Nebraska Agency Ignores Compromise on Bird Signage

A compromise regarding signage proposed for the Griswold Bird Sanctuary has been ignored by an administrative official at the Nebraska Game and Parks Commission.

In mid-November, a phone conversation was held with Jim Douglas, deputy director, regarding the placement of a simple sign to recognize the conservation efforts of Sandy Griswold. Placement of the sign would recognize the pioneering conservation efforts of this outdoors writer for four decades in Nebraska, and where such a sign could get placed. A phone call was made as a means of transportation was not available to get to their Lincoln offices.

The request for a compromise was to have the state agency agree to not have one groin fishing structure placed along the southeast side of Carter Lake. Not including this one structure — among the more than 20 to be constructed — would help to provide a view-scape somewhat reflecting the historic character of the lake.

A proposal to place the sign on the end of a groin was rejected, as it would not reflect the character of "Sandy's Creed" and his ongoing appeals for conserving habitats for birds.

This request was also supported by Melinda Pearson, director of the Omaha Parks and Recreation Department in a letter to members of the Carter Lake Technical Advisory group. Her letter of 21 September 2011, stated, in part:

..."remove groin structure "XXIII" at the southeast corner of the Lake from the project, along with the rip-rap between that structure and the drainage ditch from Kiwanis Park to the west." ... "There are many other things he'd like to see removed from the project; however, he is willing to compromise by just identifying this one location. It seems a reasonable request and I'm asking the Technical Advisory Team to consider approving this change."

The resulting emails indicated that the advisory group would need "NGPC concurrence" according to one respondent. Fisheries staff of the agency had already rejected the request. The fishing groins — basically a formed pile of rocks dumped into the water — were needed because people "do not like to fish from the bank."

This is another example of the staff indifference to an alternative view. They have not shown any interest in considering current details of bird use at the lake. They have hung up the phone when they decided not to further discuss the situation.

During the phone conversation with Mr. Douglas, he indicated he would look further into the matter and then provide a response.

An email response received November 29th — based upon an inquiry — was that no decision had been made yet.
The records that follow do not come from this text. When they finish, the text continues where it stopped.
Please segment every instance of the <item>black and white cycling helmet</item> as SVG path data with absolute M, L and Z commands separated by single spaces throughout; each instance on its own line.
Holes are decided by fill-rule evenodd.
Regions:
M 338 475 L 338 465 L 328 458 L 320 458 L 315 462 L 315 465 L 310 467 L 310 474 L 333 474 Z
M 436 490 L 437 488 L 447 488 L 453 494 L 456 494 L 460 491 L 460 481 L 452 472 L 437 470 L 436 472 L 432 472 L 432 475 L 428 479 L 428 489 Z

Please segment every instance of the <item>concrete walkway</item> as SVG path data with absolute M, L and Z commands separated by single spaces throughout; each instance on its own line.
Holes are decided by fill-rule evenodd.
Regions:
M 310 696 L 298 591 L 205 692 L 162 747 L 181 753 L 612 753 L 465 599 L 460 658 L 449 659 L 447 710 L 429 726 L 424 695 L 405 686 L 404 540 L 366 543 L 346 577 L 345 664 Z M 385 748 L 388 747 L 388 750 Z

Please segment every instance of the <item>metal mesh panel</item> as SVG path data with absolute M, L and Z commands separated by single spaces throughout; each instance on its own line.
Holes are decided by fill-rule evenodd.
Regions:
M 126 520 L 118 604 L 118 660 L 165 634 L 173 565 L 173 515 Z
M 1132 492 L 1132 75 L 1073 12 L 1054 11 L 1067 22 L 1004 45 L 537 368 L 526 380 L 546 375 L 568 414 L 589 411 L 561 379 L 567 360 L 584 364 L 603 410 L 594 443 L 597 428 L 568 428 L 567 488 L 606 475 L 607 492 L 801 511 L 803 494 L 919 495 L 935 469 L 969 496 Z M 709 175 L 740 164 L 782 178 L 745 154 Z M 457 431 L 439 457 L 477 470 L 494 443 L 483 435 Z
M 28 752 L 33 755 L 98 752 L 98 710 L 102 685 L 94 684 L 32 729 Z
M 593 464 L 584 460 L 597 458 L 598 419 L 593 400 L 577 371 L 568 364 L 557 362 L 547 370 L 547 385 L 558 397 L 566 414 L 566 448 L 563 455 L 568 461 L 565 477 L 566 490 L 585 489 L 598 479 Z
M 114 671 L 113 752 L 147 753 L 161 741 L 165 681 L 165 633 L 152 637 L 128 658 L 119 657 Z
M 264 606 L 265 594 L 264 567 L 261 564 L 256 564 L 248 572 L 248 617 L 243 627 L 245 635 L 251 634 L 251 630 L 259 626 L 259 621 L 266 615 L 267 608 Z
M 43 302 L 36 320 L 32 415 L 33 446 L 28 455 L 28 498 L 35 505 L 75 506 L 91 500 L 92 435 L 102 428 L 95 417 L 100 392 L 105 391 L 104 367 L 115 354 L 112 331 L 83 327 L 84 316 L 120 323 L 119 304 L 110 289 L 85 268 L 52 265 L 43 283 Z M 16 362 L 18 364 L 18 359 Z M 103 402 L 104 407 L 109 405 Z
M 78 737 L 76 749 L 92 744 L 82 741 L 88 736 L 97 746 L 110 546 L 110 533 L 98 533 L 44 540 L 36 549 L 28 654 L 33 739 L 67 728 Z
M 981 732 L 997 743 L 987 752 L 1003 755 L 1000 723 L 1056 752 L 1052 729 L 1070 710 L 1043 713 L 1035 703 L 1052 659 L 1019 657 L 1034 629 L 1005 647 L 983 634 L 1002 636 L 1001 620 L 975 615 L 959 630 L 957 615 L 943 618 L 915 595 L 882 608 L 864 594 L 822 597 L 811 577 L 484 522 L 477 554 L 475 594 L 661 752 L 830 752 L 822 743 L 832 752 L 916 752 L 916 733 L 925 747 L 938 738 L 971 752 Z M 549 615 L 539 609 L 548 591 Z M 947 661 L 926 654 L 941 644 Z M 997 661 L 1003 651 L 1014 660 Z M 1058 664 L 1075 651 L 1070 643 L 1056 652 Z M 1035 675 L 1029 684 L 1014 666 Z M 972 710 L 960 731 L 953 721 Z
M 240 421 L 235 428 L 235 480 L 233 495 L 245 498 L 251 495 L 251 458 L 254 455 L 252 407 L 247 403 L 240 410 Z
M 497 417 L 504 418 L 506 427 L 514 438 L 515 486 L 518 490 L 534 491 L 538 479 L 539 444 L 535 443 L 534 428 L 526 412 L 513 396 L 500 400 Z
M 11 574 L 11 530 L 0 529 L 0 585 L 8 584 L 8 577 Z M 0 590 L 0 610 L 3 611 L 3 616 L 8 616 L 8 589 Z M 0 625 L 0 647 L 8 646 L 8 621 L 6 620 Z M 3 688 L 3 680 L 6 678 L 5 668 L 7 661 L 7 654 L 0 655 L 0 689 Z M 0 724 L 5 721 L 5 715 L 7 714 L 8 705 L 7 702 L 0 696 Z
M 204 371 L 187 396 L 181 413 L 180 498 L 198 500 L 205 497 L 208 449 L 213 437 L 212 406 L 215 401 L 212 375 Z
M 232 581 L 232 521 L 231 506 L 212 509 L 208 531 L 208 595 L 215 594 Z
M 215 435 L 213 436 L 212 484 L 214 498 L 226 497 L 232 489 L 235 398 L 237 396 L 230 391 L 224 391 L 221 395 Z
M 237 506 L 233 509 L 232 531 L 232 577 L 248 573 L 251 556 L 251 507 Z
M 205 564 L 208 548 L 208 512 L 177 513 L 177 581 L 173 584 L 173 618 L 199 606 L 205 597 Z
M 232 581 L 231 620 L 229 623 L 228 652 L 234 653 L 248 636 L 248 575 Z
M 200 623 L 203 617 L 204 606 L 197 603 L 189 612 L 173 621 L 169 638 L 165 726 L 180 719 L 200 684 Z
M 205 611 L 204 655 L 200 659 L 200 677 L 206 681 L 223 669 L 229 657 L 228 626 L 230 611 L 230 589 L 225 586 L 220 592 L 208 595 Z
It is now January 18th, and there has still not been any information received from the agency, showing an obvious indifference. A phone call made January 17th was not returned.

Deputy director Douglas — interested in becoming the new director of the agency — could not take the minute to provide a reply to a valid request.

Actions by employees of a public agency — who work for Nebraskans — regarding this matter indicate an unacceptable bias in favor of a publicly-subsidized project that can provide revenue to the agency through the purchase of fishing and boating licenses.